Trabalho infantil nas eleições 2024
Muitas crianças sequer chegaram aos 16 anos de idade e já são convocados para o trabalho irregular em campanhas de políticos descompromissados com os direitos humanos, seja na capital seja no interior.
Na semana passada, o MPT-SE e o Tribunal Regional Eleitoral de Sergipe (TRE-SE) assinaram o Pacto Contra o Assédio, Discriminação e Trabalho Infantil nas Eleições 2024. O documento também envolve a OAB-SE, as polícias Federal e Civil, além de representantes de prefeituras e partidos políticos.
O procurador-chefe do MPT-SE, Márcio Amazonas, explicou que a exposição de crianças e adolescentes em atividades eleitorais é uma das piores formas de trabalho infantil. “O pacto é contra o assédio eleitoral, mas também, de uma maneira muito feliz, abrange esse combate ao trabalho da criança e do adolescente”, explicou.
“O engajamento de todos os partidos, órgãos públicos e civis e outras entidades, nos ajudará a combater práticas que impedem o exercício da cidadania.

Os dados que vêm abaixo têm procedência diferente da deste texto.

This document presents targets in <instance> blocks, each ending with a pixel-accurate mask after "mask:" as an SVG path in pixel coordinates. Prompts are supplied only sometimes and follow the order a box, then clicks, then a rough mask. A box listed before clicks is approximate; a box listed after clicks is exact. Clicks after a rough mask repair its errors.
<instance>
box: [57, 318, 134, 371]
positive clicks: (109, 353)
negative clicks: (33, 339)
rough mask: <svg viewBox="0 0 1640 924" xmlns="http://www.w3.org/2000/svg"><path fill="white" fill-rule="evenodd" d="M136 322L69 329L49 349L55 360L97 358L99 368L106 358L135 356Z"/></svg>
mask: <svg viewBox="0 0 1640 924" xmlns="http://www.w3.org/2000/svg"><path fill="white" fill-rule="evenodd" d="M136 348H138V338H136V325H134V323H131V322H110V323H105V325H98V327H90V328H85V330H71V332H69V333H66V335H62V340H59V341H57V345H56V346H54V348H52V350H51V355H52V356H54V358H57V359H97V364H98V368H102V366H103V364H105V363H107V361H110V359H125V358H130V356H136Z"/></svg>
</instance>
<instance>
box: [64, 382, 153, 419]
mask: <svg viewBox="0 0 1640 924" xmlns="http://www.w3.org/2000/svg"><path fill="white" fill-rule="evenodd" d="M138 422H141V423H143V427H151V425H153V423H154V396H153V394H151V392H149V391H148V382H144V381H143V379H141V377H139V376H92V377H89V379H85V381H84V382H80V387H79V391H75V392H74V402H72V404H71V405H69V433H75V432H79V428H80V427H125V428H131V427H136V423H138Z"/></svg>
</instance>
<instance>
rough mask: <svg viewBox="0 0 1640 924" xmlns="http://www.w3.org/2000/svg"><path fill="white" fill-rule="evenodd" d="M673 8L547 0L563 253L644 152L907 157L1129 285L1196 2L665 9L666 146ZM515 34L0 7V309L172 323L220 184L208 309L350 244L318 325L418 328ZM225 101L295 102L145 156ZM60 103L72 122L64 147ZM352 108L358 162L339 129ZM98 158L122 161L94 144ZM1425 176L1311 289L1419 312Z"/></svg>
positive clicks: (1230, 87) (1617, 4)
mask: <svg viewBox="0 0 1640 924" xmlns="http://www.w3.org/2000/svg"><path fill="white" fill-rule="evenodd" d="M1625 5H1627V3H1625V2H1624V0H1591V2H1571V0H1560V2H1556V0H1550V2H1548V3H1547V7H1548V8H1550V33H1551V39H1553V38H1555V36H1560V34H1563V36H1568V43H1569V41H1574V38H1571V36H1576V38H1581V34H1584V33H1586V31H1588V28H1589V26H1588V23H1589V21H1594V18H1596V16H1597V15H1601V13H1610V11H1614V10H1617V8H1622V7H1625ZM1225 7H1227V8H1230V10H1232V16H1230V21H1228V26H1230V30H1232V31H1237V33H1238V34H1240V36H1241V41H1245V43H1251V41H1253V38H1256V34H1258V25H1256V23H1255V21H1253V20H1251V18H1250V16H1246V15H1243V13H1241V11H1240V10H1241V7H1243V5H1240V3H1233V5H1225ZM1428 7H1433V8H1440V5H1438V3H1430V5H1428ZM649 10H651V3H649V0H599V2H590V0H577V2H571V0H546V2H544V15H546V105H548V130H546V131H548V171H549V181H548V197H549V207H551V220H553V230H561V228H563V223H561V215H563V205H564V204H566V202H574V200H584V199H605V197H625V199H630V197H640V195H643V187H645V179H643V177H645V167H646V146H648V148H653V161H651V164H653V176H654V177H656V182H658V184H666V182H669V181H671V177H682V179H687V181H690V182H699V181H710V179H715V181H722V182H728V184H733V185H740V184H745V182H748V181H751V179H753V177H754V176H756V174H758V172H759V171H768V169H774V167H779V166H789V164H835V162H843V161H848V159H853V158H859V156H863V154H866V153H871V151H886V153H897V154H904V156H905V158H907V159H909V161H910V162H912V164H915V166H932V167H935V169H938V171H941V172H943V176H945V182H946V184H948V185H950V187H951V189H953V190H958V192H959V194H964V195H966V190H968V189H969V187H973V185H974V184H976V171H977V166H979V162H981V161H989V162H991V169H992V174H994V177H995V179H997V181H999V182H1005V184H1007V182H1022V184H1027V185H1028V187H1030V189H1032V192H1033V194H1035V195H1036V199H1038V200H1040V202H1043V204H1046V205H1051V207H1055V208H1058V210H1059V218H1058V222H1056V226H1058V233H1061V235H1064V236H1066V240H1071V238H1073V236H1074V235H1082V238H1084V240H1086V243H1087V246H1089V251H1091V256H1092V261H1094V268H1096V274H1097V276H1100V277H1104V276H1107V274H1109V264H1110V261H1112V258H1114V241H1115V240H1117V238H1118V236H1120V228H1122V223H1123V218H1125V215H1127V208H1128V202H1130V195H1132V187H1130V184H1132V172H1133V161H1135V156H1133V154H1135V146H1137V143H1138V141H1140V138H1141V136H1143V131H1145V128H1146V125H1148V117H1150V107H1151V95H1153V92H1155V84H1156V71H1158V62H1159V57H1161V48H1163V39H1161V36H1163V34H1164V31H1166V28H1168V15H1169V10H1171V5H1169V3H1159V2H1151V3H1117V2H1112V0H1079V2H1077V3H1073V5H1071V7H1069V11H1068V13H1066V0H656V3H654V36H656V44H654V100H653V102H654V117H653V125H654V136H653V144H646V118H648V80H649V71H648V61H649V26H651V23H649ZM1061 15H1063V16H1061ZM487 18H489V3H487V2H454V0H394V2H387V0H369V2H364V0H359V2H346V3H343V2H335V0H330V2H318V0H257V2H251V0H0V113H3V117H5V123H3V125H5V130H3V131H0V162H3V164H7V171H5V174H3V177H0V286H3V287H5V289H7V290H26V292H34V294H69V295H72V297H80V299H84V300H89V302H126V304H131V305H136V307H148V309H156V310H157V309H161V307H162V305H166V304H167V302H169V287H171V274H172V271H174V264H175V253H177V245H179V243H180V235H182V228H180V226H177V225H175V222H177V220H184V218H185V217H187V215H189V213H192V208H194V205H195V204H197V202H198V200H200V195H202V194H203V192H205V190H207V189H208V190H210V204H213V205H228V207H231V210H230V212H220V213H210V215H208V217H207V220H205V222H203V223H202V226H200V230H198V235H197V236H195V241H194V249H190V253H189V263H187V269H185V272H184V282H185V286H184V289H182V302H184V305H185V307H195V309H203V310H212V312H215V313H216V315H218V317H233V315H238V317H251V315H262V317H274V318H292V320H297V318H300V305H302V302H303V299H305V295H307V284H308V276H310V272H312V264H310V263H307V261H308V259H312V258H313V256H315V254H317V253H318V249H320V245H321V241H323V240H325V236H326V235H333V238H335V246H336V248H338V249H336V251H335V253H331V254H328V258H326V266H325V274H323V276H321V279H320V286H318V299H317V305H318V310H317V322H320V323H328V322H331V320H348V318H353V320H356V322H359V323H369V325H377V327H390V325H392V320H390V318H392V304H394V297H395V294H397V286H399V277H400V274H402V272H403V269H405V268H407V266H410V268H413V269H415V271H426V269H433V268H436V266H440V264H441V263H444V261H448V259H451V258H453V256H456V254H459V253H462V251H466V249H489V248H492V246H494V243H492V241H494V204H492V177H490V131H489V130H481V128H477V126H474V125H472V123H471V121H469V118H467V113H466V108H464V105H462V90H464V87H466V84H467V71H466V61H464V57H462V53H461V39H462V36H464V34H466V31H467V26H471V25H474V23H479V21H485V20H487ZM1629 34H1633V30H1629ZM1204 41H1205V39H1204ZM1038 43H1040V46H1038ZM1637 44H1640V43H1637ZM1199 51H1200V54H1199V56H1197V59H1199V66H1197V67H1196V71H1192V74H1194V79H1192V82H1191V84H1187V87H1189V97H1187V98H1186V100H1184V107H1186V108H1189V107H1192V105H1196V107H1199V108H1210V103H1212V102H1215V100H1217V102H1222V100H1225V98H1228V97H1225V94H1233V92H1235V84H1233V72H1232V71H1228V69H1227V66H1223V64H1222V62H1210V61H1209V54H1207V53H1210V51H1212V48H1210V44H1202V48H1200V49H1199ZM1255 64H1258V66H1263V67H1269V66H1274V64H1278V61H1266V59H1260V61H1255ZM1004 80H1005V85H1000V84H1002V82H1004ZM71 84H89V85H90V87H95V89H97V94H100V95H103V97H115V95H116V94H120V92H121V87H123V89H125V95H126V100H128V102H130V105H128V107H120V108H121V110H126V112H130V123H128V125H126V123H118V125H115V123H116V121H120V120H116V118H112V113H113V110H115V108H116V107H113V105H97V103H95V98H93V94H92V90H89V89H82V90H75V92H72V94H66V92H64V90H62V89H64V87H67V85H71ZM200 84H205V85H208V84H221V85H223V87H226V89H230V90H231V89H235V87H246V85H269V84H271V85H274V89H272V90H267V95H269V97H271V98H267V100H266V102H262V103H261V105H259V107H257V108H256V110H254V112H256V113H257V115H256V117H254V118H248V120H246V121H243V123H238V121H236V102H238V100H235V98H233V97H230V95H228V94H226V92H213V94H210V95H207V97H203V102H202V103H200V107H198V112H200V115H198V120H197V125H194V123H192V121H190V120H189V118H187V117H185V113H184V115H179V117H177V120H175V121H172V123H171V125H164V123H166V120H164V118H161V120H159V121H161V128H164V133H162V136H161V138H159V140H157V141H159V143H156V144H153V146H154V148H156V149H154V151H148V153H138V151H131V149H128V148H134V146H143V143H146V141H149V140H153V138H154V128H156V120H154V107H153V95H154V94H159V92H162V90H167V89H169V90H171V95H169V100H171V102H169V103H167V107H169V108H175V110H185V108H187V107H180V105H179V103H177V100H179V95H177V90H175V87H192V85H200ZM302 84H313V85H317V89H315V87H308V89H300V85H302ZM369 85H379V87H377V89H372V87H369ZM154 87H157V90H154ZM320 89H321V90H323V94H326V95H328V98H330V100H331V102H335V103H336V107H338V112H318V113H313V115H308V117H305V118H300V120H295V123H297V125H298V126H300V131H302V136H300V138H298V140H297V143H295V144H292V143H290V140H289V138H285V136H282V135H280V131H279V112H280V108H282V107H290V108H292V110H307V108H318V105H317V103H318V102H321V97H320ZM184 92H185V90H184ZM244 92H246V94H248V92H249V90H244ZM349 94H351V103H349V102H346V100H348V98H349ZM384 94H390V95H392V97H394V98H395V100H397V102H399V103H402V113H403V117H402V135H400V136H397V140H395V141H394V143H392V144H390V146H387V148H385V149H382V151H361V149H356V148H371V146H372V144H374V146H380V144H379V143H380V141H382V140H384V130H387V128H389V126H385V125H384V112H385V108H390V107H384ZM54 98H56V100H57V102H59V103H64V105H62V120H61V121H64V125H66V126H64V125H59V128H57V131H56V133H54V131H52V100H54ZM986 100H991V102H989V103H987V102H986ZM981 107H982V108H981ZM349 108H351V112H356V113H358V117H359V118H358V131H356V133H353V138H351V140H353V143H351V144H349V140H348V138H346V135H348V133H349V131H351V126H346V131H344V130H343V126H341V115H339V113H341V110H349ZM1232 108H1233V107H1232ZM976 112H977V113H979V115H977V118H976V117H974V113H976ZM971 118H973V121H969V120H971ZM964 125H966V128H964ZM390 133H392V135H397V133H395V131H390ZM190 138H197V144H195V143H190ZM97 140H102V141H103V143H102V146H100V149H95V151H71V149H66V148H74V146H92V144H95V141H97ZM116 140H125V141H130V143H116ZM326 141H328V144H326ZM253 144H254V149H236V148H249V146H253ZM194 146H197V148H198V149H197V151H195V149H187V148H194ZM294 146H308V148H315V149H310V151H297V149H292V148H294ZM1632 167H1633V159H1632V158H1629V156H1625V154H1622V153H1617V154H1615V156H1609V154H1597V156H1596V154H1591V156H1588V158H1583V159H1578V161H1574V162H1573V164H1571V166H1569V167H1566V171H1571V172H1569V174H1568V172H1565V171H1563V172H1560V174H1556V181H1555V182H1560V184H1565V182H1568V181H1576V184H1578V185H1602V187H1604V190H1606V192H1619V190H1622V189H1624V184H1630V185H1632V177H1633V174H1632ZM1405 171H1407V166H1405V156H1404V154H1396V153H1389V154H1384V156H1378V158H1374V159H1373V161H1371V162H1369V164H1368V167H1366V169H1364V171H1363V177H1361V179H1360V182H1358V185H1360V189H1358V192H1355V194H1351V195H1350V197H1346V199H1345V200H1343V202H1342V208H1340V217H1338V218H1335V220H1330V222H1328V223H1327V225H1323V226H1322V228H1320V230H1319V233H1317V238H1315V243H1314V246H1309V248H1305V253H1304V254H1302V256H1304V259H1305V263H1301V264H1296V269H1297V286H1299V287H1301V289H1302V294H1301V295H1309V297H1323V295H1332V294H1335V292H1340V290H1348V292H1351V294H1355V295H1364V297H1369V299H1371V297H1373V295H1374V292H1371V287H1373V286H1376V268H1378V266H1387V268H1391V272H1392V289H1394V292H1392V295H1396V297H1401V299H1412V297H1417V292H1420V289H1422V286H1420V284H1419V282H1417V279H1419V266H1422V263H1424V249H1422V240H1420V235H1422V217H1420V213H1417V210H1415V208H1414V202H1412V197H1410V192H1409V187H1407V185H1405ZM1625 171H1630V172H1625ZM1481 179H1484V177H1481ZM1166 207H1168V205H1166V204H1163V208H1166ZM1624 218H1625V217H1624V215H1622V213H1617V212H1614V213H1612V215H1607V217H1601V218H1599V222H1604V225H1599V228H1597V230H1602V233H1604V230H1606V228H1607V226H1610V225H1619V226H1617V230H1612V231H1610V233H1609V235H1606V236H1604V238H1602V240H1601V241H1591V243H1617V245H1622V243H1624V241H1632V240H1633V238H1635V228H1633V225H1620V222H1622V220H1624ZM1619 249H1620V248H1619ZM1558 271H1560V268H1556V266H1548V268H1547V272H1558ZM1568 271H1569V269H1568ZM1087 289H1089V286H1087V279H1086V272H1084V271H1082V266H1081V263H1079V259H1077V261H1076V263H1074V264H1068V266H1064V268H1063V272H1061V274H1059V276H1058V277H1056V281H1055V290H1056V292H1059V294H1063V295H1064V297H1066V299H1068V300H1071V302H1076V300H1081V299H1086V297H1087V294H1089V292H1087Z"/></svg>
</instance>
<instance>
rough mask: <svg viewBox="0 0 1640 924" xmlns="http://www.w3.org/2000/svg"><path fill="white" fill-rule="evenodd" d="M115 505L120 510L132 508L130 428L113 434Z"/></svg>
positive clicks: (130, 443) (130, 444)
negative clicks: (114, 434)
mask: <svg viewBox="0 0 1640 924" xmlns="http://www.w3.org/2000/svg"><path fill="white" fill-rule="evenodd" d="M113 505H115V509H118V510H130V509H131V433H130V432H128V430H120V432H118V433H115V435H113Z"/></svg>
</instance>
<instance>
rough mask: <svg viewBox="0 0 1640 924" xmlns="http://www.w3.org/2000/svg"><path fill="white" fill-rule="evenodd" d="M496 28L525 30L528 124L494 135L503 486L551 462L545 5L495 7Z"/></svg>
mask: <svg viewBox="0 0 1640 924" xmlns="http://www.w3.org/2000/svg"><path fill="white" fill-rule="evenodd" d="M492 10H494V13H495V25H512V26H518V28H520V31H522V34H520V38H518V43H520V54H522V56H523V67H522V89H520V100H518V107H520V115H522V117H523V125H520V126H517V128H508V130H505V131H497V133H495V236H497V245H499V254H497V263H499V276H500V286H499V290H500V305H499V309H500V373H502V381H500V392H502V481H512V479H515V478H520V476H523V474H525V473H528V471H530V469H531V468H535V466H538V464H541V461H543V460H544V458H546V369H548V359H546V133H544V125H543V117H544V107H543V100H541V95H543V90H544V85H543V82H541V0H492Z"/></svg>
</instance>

O objetivo é garantir o direito de votar da(o) cidadã(ão), sem que ela ou ele seja coagido. Que todos possam votar de acordo com suas escolhas e com liberdade”, afirmou o presidente do TRE-SE, o desembargador Diógenes Barreto.
A procuradora Regional Eleitoral do Ministério Público Federal, Aldirla Albuquerque, reforçou o compromisso da instituição para distanciar as crianças e os adolescentes desses espaços de assédio, assim como punir os responsáveis dos atos criminosos. “Nós queremos prevenir, mas se os crimes forem cometidos iremos reprimir e a repressão pode vir muito cara. O cidadão deve reunir o maior número de provas como vídeos, fotos, fazer um relato rico em detalhes pra gente fazer um bom trabalho”, detalhou a procuradora.